Les partis politiques ont fait de la surenchère en se bousculant pour faire passer une loi qui interdit l’exploration et l’exploitation du gaz de schiste. Le pays de Descartes bascule dans l’émotionnel pur. La sagesse et la rationalité économique voudraient que l’on examine soigneusement la question : de quelles quantités de gaz dispose-t-on ? A quel coût ? Quelles peuvent être les conséquences sur l’environnement et quels standards de sécurité faut-il établir ? Quelles retombées économiques pour les entreprises et les régions ?
Ces questions relèvent d’un principe de précaution intelligemment appliqué, pas d’un principe aveugle qui fait obstacle au progrès technique. Deux rapports sont en cours de rédaction. Attendons les conclusions.
Le gaz de schiste a été une formidable opportunité pour les Etats-Unis : les réserves américaines de gaz naturel ont été augmentées ; le pays que l’on voyait devenir un importateur massif de gaz naturel liquéfié pourrait devenir exportateur de gaz et, enfin, le prix du gaz a été divisé par deux.
Certes, il est important de faire un bilan précis des effets sur l’environnement. Le film Gasland relate des fautes mais il ne reflète pas la situation générale aux Etats-Unis. En France, on interdit sans argumentation solide et, en même temps, on se révolte contre l’augmentation du prix du gaz.

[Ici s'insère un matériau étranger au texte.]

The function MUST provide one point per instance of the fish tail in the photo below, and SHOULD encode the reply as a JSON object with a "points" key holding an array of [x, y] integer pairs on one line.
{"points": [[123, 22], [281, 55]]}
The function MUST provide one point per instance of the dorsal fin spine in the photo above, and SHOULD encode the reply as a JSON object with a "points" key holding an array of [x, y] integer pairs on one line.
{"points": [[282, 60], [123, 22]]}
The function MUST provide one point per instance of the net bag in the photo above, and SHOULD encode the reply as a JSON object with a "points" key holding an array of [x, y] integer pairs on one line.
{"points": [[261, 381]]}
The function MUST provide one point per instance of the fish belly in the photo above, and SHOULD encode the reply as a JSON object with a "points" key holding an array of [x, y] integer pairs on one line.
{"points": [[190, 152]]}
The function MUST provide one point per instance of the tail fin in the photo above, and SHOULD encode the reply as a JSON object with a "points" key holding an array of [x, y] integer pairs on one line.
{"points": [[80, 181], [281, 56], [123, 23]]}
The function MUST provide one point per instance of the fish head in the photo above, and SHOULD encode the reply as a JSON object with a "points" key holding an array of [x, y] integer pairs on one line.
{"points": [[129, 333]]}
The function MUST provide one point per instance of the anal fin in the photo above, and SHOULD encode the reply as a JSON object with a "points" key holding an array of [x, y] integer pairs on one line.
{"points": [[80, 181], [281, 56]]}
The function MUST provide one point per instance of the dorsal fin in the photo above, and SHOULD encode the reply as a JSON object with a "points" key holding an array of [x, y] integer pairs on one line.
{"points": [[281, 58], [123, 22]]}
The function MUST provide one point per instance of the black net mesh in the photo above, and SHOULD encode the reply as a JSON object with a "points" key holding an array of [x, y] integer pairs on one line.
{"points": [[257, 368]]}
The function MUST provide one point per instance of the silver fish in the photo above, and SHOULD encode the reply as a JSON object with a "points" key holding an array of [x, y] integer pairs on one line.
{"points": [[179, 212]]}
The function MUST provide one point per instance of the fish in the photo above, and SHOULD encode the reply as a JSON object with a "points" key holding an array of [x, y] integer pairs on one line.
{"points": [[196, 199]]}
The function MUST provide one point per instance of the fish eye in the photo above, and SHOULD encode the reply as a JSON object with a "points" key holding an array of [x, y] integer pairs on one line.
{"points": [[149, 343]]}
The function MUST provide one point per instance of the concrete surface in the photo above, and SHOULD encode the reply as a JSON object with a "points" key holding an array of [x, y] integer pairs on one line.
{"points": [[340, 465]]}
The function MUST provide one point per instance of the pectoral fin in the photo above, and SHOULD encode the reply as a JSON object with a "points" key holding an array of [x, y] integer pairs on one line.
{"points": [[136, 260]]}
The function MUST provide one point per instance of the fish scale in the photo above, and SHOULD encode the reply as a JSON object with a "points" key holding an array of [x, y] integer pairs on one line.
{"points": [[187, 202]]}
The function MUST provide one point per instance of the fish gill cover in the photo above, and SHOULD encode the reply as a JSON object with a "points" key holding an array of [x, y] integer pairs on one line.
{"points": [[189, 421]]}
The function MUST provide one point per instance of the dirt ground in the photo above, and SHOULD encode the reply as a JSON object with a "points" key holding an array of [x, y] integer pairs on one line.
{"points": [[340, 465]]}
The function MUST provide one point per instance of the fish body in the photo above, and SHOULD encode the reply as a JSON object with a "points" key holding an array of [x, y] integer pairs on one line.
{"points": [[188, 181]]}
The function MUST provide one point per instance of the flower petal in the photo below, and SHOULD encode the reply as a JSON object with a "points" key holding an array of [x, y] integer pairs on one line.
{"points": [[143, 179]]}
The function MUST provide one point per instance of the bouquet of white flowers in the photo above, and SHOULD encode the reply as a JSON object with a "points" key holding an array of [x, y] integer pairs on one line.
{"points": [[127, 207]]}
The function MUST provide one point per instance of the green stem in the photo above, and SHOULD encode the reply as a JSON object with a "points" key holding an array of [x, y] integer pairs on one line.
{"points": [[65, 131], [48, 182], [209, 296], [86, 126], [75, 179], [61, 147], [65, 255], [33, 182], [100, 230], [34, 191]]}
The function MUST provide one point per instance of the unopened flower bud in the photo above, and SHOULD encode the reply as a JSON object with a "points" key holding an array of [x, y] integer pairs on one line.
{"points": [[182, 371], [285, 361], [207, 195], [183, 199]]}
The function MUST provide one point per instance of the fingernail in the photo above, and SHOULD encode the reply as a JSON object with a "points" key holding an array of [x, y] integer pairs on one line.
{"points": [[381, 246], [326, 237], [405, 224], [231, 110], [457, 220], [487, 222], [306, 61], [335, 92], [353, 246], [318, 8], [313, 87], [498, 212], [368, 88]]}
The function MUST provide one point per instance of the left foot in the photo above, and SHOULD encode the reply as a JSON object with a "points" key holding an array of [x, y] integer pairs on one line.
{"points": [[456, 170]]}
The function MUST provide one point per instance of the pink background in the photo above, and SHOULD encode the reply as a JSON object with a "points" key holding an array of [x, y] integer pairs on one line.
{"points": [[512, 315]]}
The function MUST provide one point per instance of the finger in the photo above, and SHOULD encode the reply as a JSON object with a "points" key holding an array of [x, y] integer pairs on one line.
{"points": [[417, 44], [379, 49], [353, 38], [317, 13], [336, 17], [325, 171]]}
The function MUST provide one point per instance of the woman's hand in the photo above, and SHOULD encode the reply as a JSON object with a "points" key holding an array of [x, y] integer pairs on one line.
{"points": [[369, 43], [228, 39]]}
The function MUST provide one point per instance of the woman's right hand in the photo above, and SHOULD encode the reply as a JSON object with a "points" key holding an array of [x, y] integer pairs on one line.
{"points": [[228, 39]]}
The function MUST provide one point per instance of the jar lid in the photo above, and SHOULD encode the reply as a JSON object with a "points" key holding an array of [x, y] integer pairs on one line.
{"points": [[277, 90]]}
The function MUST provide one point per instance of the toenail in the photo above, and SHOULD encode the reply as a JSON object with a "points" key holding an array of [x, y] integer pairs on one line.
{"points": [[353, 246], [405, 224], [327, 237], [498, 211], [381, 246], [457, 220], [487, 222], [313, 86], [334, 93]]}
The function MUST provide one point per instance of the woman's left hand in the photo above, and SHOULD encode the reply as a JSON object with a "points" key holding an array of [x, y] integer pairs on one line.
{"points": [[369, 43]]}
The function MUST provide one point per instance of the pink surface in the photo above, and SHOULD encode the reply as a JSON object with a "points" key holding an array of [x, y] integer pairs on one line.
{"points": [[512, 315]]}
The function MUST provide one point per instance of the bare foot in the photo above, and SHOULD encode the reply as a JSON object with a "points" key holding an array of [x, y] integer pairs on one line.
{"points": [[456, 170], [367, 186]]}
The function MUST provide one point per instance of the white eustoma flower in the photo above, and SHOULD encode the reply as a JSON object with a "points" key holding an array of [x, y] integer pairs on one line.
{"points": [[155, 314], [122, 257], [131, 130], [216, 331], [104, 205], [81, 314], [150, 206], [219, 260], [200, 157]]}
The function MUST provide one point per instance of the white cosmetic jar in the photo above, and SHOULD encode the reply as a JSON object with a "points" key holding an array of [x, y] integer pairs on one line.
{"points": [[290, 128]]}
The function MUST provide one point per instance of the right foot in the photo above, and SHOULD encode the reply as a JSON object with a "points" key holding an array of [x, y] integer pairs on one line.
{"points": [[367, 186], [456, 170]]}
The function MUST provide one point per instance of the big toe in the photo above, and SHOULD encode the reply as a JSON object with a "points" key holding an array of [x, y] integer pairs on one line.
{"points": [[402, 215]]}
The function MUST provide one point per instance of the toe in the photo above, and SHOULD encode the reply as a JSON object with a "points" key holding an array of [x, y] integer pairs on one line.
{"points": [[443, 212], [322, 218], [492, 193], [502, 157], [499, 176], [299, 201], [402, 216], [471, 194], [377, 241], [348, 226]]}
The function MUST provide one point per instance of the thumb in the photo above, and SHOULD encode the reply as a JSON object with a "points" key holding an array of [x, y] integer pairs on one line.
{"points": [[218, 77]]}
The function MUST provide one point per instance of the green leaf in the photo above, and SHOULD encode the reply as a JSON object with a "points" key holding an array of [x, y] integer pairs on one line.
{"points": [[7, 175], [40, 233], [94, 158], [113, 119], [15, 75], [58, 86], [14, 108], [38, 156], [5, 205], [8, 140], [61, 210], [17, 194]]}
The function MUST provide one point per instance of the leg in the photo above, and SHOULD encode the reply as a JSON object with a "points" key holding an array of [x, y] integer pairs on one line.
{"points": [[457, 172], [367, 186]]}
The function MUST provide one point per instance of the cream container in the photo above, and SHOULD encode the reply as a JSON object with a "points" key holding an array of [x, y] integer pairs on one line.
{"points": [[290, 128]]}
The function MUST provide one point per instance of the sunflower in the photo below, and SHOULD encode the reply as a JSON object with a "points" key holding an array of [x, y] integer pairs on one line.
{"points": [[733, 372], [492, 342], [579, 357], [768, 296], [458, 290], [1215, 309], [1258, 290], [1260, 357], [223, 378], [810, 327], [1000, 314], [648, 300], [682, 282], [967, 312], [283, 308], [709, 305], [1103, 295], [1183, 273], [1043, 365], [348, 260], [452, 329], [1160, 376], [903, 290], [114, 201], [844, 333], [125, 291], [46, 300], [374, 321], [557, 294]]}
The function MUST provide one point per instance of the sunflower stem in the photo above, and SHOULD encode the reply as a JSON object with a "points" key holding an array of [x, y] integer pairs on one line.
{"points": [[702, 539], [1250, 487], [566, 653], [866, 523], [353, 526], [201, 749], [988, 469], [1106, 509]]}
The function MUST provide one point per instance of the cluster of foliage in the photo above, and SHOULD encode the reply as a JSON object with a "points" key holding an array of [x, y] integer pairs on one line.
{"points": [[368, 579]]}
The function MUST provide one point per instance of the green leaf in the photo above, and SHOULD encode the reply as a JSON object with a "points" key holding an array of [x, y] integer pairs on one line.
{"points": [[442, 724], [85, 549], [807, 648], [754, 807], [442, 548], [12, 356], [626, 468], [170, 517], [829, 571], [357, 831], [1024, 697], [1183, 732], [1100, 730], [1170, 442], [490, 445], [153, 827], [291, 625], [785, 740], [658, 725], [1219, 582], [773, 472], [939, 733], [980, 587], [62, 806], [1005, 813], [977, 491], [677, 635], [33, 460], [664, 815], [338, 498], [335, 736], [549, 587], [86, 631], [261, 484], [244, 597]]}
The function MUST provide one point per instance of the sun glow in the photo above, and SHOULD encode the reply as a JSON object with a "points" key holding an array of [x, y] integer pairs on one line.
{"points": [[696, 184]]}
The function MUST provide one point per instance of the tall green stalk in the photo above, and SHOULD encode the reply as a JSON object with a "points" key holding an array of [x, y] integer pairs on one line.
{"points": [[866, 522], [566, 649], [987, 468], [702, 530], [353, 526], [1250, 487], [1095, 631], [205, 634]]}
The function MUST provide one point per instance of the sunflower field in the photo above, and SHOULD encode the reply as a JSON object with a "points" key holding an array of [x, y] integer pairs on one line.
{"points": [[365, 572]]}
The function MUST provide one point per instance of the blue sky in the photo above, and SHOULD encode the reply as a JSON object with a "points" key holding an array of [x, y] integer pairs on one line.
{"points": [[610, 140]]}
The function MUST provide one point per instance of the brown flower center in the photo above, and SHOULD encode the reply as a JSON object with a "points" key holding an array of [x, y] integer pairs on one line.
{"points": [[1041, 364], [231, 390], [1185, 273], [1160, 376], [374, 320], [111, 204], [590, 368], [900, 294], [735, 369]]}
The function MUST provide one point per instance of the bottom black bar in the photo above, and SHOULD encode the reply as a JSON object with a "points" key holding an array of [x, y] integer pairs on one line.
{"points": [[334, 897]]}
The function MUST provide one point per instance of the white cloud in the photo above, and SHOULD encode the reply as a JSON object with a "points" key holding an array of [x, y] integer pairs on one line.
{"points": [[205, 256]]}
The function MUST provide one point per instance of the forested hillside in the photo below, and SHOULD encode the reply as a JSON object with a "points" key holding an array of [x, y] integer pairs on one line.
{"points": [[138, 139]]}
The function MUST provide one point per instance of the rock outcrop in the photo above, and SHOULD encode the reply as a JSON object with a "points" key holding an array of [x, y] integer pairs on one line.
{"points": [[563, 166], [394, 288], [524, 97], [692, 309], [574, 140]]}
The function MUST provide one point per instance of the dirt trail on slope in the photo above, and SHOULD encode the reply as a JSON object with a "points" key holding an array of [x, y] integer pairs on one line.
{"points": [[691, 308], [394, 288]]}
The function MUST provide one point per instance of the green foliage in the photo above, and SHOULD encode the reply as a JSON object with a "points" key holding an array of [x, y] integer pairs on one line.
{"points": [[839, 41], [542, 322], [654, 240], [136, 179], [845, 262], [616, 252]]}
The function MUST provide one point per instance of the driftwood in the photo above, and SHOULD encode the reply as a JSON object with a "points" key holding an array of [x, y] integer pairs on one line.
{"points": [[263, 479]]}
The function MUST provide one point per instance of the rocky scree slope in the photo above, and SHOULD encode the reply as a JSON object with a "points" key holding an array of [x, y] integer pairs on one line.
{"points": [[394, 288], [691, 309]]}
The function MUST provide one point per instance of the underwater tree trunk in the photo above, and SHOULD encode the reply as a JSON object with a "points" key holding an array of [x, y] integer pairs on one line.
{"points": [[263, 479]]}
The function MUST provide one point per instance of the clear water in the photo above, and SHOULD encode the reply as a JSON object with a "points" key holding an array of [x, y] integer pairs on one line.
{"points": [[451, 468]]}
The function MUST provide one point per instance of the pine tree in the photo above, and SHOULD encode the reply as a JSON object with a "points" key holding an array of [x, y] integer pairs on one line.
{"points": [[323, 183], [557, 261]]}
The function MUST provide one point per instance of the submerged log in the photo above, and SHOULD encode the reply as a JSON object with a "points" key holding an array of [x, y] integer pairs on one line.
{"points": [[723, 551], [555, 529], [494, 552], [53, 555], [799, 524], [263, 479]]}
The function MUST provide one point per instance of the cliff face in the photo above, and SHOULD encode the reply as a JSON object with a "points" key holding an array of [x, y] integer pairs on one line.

Reste le nucléaire post-Fukushima. Pour l’instant l’émotionnel reste contenu. L’inspection systématique des sites demandée par le premier ministre est une bonne chose. Il faudra appliquer les recommandations… et les financer.
Sur les questions liées au couple infernal énergie-climat, il faut que les Français soient informés et prennent leurs responsabilités politiques et citoyennes.